Determine the length of a mathematical pendulum that makes one complete oscillation in 2 s

Determine the length of a mathematical pendulum that makes one complete oscillation in 2 s, if the acceleration due to gravity is 9.81 m / s2 How many times must the length of the pendulum be changed in order for its frequency to double?

T1 = 2 s.

g = 9.81 m / s2.

v2 = 2 * v1.

L1 -?

L2 / L1 -?

The time of one full swing is called the swing period T.

The period of the mathematical pendulum T is determined by the formula: T = 2 * п * √L / √g, where п is the number pi, L is the length of the pendulum, g is the acceleration of gravity.

T1 = 2 * п * √L1 / √g.

T12 = 4 * п^2 * L1 / g.

L1 = g * T1^2 / 4 * п^2.

L1 = 9.81 m / s2 * (2 s) ^ 2/4 * (3.14) ^ 2 = 0.994 m.

The frequency of oscillations v is the number of oscillations per unit of time, this value is inverse to the oscillation period T: v = 1 / T.

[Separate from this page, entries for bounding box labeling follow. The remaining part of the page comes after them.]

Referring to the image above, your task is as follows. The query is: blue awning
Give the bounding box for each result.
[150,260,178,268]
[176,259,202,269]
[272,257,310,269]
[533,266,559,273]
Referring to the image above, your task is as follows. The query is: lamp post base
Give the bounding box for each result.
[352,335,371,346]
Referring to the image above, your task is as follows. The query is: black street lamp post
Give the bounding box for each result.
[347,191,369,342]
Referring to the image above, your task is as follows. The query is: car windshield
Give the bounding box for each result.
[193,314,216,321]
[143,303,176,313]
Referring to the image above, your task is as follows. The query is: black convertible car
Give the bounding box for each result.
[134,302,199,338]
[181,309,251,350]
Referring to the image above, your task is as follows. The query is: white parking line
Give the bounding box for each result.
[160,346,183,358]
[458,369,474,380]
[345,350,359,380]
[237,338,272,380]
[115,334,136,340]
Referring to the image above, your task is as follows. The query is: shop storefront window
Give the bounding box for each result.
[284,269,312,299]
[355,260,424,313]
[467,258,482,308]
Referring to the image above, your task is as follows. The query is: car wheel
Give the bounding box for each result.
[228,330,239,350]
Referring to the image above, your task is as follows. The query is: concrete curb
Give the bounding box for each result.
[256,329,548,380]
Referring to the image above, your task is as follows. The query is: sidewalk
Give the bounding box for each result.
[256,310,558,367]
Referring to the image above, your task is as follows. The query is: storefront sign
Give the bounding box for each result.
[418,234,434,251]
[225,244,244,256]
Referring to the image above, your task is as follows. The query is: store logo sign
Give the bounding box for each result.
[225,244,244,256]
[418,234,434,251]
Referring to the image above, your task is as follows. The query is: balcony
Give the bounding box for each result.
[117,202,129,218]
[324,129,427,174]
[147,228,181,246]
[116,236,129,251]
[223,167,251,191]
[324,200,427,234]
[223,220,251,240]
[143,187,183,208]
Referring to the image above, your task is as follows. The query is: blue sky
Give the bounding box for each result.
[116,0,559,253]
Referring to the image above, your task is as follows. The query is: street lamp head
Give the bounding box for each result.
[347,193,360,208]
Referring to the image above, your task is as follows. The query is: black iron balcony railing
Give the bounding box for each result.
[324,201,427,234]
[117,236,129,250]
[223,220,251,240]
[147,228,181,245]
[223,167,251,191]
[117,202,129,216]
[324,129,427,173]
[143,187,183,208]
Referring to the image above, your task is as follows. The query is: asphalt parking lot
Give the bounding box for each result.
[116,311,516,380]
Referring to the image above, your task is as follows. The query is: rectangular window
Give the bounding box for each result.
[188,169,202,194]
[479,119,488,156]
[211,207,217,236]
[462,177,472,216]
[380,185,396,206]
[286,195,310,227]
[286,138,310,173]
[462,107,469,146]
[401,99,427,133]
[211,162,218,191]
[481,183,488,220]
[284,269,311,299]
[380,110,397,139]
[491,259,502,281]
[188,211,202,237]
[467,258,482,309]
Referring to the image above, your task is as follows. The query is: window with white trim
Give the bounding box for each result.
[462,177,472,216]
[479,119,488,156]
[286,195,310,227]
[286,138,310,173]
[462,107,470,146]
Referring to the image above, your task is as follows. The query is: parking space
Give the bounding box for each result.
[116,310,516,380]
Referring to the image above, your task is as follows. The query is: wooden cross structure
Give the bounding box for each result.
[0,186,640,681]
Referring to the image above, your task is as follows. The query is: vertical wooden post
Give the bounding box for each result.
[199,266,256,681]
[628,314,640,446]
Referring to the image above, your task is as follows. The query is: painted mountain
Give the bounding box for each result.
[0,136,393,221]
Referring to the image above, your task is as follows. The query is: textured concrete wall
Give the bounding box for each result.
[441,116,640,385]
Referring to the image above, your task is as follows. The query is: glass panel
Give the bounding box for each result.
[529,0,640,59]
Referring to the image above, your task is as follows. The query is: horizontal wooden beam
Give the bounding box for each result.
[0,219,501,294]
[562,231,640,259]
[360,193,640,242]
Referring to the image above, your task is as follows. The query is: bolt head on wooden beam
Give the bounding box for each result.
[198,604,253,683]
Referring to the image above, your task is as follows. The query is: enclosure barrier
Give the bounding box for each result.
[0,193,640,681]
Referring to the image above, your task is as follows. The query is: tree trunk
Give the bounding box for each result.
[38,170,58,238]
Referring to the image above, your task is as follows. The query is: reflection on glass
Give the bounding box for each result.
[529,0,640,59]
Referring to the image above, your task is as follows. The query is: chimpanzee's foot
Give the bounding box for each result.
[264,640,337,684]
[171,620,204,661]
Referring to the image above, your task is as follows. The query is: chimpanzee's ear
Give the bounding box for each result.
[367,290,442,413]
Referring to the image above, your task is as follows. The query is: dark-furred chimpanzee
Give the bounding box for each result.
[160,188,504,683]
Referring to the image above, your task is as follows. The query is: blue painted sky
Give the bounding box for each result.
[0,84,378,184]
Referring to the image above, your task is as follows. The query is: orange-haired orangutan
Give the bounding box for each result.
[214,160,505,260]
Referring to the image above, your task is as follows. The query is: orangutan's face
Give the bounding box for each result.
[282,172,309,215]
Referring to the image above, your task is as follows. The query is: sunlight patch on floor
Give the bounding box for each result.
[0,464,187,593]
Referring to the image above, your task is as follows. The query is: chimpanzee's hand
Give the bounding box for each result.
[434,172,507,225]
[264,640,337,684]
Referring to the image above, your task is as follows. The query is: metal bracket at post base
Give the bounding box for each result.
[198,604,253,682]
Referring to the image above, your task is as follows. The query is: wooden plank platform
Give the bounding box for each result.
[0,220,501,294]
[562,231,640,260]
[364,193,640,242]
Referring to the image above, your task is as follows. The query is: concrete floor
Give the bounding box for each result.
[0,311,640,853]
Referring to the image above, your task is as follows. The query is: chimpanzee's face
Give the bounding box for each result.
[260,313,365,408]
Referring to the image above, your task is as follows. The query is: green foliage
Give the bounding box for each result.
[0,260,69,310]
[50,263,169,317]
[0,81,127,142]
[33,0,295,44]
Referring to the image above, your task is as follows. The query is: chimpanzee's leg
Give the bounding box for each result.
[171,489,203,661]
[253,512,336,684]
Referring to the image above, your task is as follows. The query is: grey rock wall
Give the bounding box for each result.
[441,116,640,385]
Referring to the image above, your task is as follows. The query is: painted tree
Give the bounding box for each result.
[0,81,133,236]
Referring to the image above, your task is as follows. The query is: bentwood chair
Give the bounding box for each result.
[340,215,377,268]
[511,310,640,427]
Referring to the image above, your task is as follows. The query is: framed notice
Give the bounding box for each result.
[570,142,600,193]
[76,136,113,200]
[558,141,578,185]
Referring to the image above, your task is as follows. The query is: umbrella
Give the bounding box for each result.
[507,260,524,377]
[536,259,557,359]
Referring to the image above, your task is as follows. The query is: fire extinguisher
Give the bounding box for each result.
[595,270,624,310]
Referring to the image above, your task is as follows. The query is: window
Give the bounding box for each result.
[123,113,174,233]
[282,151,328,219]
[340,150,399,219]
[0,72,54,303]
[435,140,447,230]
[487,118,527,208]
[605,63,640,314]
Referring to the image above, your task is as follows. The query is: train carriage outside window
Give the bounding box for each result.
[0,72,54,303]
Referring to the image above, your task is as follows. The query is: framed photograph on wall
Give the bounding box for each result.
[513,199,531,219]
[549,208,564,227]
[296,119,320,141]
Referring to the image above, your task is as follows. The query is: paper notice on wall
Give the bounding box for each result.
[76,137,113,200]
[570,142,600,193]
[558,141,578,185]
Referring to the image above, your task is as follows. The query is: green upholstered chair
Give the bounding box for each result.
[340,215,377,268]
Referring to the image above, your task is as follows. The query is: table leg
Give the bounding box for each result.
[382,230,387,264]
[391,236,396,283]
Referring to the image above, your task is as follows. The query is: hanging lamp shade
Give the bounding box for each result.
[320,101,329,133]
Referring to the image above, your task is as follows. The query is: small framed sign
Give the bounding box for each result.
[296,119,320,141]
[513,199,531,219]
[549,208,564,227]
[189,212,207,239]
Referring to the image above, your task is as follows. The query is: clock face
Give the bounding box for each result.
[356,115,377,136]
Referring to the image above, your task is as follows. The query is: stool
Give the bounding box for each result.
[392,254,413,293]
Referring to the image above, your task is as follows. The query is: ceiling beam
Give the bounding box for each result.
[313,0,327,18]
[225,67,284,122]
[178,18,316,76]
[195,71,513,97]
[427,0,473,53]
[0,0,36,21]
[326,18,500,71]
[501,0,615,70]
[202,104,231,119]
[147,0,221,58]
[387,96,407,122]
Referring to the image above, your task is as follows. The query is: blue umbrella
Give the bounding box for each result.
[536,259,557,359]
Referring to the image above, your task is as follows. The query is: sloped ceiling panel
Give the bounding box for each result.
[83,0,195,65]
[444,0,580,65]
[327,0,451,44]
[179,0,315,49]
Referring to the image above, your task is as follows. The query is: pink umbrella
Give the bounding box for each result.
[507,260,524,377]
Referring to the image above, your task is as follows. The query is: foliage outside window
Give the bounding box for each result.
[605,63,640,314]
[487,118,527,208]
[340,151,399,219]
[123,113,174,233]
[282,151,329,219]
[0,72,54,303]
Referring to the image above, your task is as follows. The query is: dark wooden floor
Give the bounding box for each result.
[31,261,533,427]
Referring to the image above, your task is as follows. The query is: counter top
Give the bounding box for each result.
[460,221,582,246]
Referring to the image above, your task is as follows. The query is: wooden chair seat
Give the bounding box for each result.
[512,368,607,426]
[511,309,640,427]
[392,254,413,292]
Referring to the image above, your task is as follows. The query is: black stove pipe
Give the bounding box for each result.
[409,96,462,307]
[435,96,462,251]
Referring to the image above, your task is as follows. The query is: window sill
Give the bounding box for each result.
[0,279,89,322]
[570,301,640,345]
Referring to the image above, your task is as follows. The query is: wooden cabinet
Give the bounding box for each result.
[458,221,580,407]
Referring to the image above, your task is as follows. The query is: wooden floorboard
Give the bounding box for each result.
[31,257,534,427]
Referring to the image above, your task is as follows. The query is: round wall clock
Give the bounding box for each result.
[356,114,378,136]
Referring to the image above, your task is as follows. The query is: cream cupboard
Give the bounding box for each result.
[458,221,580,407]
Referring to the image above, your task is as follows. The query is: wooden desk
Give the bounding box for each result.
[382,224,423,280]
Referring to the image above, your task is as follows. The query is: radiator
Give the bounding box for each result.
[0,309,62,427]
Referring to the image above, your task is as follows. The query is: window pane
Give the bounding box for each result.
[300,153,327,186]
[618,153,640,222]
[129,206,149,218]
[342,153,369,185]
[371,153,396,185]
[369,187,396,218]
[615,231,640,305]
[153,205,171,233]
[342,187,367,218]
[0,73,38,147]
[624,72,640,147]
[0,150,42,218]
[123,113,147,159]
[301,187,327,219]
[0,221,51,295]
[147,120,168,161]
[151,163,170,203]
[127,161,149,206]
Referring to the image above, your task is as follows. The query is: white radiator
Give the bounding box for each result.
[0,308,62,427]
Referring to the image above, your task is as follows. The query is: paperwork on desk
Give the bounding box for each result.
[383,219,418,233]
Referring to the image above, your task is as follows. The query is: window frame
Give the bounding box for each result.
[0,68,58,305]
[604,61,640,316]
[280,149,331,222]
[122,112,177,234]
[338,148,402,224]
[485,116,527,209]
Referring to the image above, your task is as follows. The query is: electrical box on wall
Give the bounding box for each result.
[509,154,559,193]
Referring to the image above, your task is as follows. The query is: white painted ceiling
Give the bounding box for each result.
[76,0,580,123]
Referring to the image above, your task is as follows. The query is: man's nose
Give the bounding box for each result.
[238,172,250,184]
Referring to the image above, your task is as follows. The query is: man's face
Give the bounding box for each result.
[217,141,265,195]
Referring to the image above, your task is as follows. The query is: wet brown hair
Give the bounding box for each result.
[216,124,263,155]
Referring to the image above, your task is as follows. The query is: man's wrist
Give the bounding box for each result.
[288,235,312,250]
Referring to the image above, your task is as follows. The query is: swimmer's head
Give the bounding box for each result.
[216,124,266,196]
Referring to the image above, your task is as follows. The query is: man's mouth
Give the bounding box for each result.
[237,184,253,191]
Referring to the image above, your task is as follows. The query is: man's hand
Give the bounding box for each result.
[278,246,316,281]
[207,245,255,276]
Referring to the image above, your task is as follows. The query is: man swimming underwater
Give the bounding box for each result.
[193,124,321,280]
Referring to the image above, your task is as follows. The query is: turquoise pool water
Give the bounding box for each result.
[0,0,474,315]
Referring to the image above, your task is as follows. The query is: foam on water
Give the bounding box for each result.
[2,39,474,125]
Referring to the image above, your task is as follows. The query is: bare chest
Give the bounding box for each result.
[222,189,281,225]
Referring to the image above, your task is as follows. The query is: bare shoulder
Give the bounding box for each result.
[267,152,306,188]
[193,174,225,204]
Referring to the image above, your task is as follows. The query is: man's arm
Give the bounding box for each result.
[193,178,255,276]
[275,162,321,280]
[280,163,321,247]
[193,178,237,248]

v1 = 1 / T1 = √g / 2 * P * √L1.

v2 = 1 / T2 = √g / 2 * P * √L2.

√g / 2 * P * √L2 = 2 * √g / 2 * P * √L1.

1 / √L2 = 2 / √L1.

1 / L2 = 4 / L1.

L2 = L1 / 4.

Answer: the mathematical pendulum has a length L1 = 0.994 m, its length must be reduced by 4 times: L2 = L1 / 4.